EP by No Age
- Released: October 6, 2009
- Recorded: May 2009
- Genre: Noise rock, noise pop
- Length: 13:19
- Label: Sub Pop

No Age chronology
| Nouns (2008) | Losing Feeling (2009) | Everything In Between (2010) |

= Losing Feeling =

Losing Feeling is an EP by Southern Californian noise rock band No Age released by Sub Pop. It was made available for full streaming on August 5, 2009 and became available physically on October 6. The EP saw the band experimenting more with sample-based arrangements (created by looping heavily treated vocal or guitar parts) and electronic instrumentation. In comparison to their last effort Nouns, guitarist Randy Randall commented that the band was writing, "a little bit more left-field than some of the songs that were on the album." All of the songs that appear on the EP were written at the band's practice space, with "Genie" being recorded there.

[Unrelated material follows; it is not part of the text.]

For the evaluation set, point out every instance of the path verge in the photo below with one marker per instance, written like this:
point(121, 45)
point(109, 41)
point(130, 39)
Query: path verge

Pre-orders from Insound came with a zine made by the members of the band, which features lyrics, artwork, a copy of a letter Randy Randall wrote to Sonic Youth guitarist Lee Ranaldo as a child (and the letter Lee wrote back), and newspaper photograph of Dean Allen Spunt getting arrested at a student protest. The zines shipped two months after the records as the band began to develop new projects including scoring a live soundtrack for the Jean-Jacques Annaud-directed film, The Bear and a documentary on all-ages venues.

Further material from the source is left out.